Data science is, or will be, a specialist’s field. But this blog is devoted to considering the data science skills needed by all students. I think, therefore, that the issues raised by this report concerning the ‘core’ skills are very important. A data scientist may have a specialists’ collection of skills, in the aggregate, but many of this skills and understandings, in isolation, will need to be part of our core education. This report encourages us all to think seriously about precisely which skills and understandings those should be.
Just read a great paper by Anna Bargagliotti in the current Journal of Stats Education, “How well do the NSF Funded Elementary Mathematics Curricula align with the GAISE report recommendations? “. The answer: it depends. Anna compares three math curricula designed to meet the Common Core Standards for grades K-12: “Investigations in Number, Data, and Space”, “Math Trailblazers”, and “Everyday Mathematics.” Anna compared them to the Guidelines for Assessment and Instruction in Statistics Education K-12 report, which, to quote her paper, “defines a statistically literate person as one who is able to formulate questions, collect and analyze data, and interpret results.” I personally feel the “analyze data” component is the most important, since this is a skill all students should acquire, and a skill that requires a strong understanding of statistical concepts and methods.
The GAISE report identifies three developmental levels, labeled A, B and C. Since Anna is concerned with earlier grades, she considers only levels A and B. Level A is “below” level B in some sense, but the levels might overlap, and students might advance to level B on some topics while still studying at the Level A on others. Levels aren’t associated with particular grades, but, roughly speaking, one might expect Level A to occupy most of a child’s K-6 years, and level B much of middle school and early high school. For example, in Level A, students investigate situations in which they are not expected to go beyond the sample at hand. In Level B, they begin to informally consider what the sample at hand has to say about a larger context. In Level C, they learn formal methods for inference.

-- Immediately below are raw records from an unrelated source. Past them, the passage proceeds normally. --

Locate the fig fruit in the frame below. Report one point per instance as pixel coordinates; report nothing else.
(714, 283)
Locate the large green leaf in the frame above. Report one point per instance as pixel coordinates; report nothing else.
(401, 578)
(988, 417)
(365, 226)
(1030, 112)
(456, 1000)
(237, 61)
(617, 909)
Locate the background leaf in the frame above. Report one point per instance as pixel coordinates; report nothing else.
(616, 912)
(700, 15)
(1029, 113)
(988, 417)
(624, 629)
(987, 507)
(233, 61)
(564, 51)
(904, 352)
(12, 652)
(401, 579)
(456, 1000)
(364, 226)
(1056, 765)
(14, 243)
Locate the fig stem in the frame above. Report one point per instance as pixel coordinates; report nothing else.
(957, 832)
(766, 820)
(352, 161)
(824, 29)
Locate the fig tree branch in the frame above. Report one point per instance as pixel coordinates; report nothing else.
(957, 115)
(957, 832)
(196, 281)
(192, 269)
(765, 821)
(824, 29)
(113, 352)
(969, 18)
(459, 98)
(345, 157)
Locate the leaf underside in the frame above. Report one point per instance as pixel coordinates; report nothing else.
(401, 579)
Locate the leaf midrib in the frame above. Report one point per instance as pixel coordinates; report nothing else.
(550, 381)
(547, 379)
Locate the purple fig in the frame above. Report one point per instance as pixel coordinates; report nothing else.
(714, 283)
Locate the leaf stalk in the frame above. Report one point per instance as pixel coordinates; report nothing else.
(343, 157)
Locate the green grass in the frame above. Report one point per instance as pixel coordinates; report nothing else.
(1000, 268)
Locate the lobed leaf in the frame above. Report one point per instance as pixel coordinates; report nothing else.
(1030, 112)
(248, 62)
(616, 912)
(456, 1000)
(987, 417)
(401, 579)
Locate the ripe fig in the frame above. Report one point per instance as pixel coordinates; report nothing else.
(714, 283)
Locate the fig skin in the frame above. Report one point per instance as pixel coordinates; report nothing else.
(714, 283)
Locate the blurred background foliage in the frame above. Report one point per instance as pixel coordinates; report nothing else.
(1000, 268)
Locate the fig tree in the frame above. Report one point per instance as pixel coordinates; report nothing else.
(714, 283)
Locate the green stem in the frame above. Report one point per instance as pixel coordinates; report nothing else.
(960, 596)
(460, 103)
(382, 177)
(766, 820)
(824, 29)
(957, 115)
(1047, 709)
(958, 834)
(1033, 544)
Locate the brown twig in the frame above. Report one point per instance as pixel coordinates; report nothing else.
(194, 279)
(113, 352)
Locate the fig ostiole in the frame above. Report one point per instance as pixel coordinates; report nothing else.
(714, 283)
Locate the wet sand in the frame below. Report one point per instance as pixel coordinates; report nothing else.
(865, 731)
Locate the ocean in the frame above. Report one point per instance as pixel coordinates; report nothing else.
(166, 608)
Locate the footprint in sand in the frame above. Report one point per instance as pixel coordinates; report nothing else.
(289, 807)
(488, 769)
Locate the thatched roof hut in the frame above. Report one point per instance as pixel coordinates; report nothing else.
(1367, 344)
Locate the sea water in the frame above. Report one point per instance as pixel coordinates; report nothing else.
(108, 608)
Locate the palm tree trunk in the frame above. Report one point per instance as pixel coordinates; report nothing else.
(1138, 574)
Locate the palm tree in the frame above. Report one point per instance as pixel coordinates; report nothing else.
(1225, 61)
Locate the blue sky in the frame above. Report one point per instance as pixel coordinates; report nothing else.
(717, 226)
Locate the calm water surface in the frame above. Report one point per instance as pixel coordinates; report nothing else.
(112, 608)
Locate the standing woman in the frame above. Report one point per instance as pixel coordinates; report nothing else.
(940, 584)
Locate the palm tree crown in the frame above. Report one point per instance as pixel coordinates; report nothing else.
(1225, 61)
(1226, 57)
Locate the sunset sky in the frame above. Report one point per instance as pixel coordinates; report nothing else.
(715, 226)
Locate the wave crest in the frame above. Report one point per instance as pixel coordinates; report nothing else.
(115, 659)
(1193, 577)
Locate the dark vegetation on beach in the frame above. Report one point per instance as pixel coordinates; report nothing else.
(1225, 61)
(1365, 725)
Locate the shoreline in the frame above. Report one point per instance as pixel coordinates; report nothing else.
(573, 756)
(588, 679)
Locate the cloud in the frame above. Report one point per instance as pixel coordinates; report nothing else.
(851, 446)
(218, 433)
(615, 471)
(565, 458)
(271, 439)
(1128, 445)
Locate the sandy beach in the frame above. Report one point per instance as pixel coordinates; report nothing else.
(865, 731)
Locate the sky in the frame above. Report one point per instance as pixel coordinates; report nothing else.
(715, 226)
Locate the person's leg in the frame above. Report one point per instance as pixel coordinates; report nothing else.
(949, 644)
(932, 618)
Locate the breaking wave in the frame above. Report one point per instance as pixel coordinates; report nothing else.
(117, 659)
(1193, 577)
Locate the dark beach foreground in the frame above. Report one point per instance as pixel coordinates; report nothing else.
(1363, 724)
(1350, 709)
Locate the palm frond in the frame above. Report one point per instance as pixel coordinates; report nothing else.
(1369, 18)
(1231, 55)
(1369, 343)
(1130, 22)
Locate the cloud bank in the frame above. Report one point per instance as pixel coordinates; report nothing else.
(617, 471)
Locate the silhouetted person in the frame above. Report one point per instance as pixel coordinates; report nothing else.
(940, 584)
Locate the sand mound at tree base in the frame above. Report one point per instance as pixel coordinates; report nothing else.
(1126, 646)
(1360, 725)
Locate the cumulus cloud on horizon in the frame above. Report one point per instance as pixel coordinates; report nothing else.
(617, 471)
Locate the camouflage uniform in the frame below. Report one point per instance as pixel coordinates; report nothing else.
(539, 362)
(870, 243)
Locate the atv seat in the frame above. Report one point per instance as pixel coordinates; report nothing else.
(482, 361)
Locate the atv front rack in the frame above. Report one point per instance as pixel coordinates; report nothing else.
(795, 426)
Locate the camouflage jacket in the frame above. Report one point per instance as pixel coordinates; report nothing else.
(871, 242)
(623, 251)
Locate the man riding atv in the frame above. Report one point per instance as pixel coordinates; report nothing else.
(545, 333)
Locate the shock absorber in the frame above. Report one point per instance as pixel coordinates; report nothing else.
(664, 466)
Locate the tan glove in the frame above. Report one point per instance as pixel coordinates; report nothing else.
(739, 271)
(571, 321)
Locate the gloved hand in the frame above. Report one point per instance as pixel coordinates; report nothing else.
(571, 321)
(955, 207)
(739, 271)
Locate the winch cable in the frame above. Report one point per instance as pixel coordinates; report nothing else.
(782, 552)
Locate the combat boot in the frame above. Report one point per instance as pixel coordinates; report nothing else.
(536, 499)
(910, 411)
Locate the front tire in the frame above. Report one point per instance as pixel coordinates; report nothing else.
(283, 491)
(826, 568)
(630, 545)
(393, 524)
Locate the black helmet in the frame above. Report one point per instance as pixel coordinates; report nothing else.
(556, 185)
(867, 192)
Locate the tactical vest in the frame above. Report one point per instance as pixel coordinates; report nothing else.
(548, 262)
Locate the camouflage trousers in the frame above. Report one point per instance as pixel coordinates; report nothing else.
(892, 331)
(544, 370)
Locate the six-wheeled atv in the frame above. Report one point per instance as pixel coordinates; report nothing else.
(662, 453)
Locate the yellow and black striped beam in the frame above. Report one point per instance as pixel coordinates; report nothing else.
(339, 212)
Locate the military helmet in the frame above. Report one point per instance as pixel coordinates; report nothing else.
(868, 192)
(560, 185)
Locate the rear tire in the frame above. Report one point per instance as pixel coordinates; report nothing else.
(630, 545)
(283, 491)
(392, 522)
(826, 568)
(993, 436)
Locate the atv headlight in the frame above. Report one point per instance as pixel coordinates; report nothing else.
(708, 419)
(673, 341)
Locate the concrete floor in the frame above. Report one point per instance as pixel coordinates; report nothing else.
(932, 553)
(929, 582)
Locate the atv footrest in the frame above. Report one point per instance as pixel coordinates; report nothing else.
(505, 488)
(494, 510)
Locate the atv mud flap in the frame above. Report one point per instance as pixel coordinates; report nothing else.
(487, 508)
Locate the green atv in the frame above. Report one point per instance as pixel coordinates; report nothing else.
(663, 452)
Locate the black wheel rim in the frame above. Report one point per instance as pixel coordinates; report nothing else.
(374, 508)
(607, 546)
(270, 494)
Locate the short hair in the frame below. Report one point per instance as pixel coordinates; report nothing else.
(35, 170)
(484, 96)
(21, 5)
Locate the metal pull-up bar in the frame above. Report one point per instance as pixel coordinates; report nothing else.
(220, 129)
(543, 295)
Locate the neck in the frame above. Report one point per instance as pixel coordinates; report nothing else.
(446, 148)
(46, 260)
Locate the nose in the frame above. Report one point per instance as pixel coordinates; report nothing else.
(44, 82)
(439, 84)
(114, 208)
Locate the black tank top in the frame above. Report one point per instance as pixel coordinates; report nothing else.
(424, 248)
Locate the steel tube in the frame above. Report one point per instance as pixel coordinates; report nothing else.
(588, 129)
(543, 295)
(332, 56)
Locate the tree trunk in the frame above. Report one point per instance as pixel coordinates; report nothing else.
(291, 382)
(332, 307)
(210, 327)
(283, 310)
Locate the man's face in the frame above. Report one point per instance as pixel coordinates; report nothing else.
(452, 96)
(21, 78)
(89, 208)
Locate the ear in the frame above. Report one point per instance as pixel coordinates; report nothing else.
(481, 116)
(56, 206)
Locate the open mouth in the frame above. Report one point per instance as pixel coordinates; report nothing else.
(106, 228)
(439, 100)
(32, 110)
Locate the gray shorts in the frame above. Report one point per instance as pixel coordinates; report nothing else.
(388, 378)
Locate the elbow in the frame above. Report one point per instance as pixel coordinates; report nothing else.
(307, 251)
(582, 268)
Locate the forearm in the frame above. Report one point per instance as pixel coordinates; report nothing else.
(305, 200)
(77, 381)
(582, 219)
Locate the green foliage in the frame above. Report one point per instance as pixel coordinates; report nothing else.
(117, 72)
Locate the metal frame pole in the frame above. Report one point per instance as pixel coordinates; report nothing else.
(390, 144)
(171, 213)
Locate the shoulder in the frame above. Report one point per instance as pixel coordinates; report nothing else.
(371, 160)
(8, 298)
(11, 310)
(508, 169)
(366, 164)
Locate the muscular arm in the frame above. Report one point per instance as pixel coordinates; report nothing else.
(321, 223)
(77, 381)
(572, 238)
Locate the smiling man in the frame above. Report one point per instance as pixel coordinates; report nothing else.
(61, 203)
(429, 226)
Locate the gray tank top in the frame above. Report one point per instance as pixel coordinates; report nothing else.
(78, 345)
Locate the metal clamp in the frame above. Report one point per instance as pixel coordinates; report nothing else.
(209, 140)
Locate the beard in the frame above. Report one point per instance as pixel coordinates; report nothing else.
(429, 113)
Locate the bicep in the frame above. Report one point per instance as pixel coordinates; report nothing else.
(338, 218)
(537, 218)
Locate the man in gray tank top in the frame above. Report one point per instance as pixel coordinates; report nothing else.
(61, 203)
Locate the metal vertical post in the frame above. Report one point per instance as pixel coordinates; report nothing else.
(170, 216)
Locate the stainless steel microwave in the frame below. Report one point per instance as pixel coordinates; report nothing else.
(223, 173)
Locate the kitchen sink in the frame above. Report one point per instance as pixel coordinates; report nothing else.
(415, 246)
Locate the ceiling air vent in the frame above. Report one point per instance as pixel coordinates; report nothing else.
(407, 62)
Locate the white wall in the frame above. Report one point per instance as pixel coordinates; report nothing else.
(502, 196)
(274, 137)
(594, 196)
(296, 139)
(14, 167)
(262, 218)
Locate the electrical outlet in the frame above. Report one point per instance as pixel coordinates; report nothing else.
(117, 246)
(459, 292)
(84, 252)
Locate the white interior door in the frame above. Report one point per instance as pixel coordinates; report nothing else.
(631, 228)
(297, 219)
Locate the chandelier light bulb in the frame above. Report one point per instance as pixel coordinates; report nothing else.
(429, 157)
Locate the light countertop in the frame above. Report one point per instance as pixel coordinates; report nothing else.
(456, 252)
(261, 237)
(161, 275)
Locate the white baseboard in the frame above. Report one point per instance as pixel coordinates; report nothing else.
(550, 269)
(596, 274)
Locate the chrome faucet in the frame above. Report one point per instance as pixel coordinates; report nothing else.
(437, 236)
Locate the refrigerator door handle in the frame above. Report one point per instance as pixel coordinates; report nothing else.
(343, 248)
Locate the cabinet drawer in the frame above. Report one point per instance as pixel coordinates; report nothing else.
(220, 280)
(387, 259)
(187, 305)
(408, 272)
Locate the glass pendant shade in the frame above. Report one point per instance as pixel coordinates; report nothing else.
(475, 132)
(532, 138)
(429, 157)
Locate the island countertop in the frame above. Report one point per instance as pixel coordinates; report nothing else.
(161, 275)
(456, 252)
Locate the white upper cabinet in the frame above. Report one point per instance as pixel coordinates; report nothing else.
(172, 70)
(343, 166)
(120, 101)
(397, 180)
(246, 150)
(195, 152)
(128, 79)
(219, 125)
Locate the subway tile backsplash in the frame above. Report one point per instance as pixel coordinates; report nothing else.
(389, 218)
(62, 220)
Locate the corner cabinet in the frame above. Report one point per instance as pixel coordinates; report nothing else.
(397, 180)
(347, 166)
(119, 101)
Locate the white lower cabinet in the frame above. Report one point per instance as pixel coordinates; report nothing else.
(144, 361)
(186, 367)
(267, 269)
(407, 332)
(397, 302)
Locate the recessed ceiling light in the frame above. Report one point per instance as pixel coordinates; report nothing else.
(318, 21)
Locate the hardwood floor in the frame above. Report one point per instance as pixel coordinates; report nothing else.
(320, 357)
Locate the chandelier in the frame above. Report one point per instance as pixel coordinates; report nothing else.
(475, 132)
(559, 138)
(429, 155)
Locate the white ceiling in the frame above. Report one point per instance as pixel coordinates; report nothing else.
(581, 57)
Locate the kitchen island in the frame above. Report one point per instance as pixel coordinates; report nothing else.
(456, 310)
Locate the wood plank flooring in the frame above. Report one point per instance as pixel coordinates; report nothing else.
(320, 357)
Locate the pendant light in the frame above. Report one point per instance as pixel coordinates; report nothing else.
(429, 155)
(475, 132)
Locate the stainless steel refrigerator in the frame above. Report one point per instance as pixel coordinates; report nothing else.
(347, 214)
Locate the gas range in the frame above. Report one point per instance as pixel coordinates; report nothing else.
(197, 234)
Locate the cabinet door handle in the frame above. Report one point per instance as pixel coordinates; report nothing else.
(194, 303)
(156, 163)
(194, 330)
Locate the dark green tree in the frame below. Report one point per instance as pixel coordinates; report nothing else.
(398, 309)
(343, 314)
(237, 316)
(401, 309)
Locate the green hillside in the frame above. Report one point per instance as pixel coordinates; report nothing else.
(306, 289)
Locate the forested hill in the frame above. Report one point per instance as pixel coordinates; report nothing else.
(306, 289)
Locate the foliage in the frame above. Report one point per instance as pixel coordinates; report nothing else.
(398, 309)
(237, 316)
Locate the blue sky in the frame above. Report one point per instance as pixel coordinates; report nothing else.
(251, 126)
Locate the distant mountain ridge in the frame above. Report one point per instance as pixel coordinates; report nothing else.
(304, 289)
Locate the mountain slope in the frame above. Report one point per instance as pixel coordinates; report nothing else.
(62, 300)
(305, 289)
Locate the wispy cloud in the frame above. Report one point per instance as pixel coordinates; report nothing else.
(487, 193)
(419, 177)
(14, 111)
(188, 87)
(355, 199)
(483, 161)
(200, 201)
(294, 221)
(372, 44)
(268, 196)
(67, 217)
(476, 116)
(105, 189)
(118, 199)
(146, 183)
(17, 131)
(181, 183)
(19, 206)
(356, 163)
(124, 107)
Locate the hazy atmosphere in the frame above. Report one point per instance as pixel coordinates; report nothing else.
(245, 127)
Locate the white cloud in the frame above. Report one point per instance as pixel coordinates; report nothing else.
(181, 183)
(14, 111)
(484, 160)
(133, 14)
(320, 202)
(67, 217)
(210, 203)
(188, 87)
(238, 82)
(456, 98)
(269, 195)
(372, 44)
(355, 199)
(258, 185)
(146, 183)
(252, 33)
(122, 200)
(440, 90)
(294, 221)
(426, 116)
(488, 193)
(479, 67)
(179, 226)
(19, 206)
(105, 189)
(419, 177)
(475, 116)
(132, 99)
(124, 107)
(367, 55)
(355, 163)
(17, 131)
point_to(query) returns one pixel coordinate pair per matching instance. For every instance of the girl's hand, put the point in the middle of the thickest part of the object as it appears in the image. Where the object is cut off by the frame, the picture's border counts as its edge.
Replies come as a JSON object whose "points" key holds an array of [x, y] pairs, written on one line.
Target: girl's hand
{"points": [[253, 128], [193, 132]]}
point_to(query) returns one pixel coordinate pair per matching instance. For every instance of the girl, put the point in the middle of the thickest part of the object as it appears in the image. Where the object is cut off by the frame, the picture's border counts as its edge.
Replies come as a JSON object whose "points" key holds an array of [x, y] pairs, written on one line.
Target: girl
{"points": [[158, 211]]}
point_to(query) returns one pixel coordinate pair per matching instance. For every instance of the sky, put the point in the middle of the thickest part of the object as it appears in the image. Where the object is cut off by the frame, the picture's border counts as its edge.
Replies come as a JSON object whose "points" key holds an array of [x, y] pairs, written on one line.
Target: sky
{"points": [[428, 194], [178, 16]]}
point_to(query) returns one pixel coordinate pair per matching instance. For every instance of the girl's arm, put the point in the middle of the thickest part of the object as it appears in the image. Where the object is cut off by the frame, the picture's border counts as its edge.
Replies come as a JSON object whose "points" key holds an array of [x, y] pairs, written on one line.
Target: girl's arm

Two of the curriulca, “Investigations” and “Trailblazers”, according to Anna’s paper, move students from Level A to B and have strong data analysis components. The third, “Everyday”, favors probability, seems to ignore data analysis, and is so weighted towards computation that it was difficult to determine whether it was teaching at Level A or B. (Well, that’s my reading of Anna’s findings. There is room for more nuance there, but that’s one advantage of a blog over an academic paper: we can ignore nuance.)
Now here’s the depressing part: one of these curricula is used by 3 million students. If you guessed “Everyday Mathematics” go to the head of the class. Trailblazers is used by a healthy number, too: 500,000. But that’s only 1/6 the size of Everyday. So while the good news is that the Common Core provides students with the opportunity to learn some truly useful and needed statistics, the bad news is that most of them continue to be taught probability at the expense of data analysis.
We have just finished another semester, and before my mind completely turns to rubble, I want to share what I believe to be a fairly good assignment. What I present below was parts of two separate assignments that I gave this semester, but upon reflection I think it would be better as one.
Read the article Let’s Practice What We Preach: Turning Tables into Graphs (full reference given below). In this article, Gelman, Pascarica, & Dodhia suggest that presentations of results using graphs are more effective than results presented in tables.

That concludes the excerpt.